# GRCA National Specialty question



## gdgli (Aug 24, 2011)

Is she having a class? I am making plans to get to Wilmington.


----------



## Alaska7133 (May 26, 2011)

We've been looking at the specialty schedule trying to find the best time/date to do a seminar on how to show your dog. Sherrie teaches our local show and go class every Friday night and has for years. So she's a very good teacher. I've also paid for her time one on one to get better at handling. But finding that right day/time to do a seminar is a bit hard. Do you have any suggestions?


----------



## SheetsSM (Jan 17, 2008)

Not sure if this is a dead issue, but I would be interested in attending a class


----------



## Ljilly28 (Jan 22, 2008)

I would maybe like to attend with Sayer


----------



## Alaska7133 (May 26, 2011)

I'll check with Sherry and see what is the best timing. She will be flying in on the Sunday of the show and will stay through the week. It would be nice to find time say on Monday or Tuesday late afternoon or evening when all the events are done for the day and meet up with Sherry for some help. I've worked with Sherry and she's really good at connecting with people. Now we'll need to find an unused ring or area about the size of a ring we could use for practice. I know I'll be looking forward to practicing with her at national too. We have a little time to figure it out before national.

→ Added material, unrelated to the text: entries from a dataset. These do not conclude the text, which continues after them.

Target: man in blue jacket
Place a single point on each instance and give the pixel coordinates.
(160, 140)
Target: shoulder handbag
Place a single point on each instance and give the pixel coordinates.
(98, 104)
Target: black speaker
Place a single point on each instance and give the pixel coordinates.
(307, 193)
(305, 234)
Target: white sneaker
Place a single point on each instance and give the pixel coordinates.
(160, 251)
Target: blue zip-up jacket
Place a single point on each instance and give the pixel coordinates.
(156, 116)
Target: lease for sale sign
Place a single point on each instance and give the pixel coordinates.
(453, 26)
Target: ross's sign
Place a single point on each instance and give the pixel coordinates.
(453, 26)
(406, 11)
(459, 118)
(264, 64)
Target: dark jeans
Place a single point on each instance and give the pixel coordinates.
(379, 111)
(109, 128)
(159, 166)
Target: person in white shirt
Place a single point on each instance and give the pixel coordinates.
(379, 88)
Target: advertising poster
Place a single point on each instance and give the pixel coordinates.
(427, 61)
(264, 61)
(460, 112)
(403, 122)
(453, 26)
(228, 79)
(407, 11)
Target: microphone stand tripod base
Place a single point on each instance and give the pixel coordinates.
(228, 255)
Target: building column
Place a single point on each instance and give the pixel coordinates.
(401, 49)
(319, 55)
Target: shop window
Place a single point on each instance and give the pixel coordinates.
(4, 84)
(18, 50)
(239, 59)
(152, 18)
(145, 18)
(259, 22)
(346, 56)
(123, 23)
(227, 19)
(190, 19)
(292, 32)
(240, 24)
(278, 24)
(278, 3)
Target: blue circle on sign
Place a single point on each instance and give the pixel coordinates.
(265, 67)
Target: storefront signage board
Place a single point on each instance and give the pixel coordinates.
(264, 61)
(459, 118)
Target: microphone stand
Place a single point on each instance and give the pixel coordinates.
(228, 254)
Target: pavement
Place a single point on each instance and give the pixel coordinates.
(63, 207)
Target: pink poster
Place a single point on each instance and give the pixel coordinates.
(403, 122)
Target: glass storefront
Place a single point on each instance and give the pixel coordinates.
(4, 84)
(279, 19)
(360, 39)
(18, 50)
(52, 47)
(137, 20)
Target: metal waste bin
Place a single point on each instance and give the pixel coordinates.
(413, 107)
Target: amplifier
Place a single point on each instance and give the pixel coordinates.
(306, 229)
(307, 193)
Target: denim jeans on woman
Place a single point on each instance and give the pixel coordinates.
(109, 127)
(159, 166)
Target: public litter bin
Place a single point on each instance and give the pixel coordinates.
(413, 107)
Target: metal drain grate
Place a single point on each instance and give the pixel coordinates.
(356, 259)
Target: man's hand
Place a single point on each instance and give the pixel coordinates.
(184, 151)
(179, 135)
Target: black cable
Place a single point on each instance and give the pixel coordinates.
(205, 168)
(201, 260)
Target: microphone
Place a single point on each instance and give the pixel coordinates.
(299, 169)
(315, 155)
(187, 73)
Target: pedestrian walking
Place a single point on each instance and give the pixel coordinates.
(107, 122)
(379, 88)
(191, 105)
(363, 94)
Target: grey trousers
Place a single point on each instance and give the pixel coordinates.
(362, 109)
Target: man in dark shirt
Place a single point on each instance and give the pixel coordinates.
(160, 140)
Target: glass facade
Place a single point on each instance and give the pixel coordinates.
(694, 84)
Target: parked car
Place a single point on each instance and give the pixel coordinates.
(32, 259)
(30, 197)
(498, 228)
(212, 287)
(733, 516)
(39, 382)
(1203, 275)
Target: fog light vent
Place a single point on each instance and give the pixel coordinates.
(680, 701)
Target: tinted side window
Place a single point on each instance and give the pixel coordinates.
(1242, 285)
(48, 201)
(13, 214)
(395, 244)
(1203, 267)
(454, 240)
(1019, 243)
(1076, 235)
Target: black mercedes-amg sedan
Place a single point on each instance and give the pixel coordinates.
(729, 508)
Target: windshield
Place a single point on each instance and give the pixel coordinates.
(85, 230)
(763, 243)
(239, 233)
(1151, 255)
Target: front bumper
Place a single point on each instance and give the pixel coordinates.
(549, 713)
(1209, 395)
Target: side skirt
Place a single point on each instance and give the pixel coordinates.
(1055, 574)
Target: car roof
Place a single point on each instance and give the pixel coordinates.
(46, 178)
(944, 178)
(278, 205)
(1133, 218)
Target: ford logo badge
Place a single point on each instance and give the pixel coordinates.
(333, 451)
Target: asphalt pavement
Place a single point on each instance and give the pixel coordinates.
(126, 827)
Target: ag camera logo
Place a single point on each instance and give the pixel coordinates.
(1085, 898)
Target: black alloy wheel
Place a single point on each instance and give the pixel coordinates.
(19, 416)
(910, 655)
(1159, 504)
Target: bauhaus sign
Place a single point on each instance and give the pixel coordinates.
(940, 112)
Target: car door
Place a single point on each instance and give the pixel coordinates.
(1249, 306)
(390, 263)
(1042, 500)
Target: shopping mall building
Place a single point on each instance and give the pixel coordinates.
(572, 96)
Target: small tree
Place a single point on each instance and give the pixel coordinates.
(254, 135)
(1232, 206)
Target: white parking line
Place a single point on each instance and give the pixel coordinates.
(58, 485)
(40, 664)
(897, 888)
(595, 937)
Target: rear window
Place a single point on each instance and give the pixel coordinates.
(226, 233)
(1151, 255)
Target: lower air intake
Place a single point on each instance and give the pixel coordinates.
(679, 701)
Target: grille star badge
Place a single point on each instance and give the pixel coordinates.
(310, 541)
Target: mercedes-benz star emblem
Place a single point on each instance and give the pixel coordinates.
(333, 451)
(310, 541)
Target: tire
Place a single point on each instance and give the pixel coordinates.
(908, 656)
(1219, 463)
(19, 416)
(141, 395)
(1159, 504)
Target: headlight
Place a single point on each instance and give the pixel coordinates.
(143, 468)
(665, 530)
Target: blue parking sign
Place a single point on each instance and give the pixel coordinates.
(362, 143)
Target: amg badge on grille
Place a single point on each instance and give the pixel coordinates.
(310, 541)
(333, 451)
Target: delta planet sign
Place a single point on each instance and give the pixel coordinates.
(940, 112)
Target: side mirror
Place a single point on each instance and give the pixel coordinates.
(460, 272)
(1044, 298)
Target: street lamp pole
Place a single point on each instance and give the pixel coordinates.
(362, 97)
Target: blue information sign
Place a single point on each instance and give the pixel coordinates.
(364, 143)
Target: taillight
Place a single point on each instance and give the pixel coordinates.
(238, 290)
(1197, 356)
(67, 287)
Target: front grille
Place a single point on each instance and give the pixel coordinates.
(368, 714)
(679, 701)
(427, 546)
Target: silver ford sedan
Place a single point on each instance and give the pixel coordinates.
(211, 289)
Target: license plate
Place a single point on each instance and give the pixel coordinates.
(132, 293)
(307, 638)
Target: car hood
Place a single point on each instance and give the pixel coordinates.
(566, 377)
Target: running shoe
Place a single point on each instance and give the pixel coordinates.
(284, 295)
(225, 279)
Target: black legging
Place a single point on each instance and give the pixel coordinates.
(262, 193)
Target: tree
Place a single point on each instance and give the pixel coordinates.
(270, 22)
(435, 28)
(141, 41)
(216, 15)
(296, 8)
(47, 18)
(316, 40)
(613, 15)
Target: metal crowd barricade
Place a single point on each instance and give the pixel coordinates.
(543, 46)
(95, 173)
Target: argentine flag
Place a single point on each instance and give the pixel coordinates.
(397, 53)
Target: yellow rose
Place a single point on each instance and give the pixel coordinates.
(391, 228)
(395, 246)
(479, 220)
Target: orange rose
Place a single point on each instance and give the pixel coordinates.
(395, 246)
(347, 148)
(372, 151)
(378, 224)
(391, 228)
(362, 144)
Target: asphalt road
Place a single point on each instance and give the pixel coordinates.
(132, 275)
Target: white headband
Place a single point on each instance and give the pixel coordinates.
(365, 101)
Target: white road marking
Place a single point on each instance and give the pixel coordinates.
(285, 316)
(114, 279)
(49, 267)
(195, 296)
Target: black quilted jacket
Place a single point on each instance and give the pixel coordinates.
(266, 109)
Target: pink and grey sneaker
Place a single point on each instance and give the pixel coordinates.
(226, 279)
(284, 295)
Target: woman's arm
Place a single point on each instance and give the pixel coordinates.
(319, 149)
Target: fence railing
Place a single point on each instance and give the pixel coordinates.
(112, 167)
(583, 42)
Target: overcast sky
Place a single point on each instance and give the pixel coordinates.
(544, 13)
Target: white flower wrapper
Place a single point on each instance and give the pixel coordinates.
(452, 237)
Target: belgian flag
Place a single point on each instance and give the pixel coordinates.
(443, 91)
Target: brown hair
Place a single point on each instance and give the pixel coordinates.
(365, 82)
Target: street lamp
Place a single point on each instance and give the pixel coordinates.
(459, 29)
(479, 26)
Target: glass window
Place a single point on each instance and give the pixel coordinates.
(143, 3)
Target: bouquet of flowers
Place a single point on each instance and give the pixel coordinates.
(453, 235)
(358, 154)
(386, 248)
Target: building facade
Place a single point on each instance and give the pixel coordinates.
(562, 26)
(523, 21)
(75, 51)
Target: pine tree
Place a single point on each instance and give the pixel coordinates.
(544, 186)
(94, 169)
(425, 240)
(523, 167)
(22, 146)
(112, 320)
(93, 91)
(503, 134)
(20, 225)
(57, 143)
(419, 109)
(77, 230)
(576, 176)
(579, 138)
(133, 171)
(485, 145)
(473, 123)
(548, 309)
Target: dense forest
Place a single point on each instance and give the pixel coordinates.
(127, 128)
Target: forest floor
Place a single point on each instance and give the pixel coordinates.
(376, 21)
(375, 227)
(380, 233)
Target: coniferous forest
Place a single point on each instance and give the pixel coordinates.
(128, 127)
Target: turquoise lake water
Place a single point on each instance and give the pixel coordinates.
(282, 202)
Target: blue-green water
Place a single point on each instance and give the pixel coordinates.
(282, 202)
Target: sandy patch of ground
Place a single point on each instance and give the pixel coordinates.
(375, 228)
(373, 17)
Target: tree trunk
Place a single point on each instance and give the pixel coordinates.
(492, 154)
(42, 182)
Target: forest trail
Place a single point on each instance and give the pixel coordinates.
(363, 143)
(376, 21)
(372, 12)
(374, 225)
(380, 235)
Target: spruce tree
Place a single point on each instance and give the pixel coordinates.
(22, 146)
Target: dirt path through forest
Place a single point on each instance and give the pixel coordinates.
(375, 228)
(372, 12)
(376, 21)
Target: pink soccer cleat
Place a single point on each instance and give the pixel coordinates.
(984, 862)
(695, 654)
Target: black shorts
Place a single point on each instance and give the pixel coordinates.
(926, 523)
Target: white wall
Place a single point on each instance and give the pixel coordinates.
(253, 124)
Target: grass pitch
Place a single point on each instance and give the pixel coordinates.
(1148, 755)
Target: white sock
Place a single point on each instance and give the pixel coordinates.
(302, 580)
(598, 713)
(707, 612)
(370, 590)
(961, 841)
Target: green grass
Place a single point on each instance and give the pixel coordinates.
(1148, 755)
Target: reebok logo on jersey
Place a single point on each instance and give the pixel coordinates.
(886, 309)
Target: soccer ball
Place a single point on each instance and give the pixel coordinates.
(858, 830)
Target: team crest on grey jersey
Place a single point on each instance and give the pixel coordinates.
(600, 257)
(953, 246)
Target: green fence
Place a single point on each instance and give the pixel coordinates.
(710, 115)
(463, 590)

Anyone have an idea of when and where would be best? I'm guessing most of us are interested in gundog sweeps? Or am I wrong?


----------



## SheetsSM (Jan 17, 2008)

I'm just wanting to learn with my pup, she'll be doing the puppy stakes & I think I am going to sign up to volunteer for the WC/WCX--my leave was just approved, now trying to build out my schedule for the week.


----------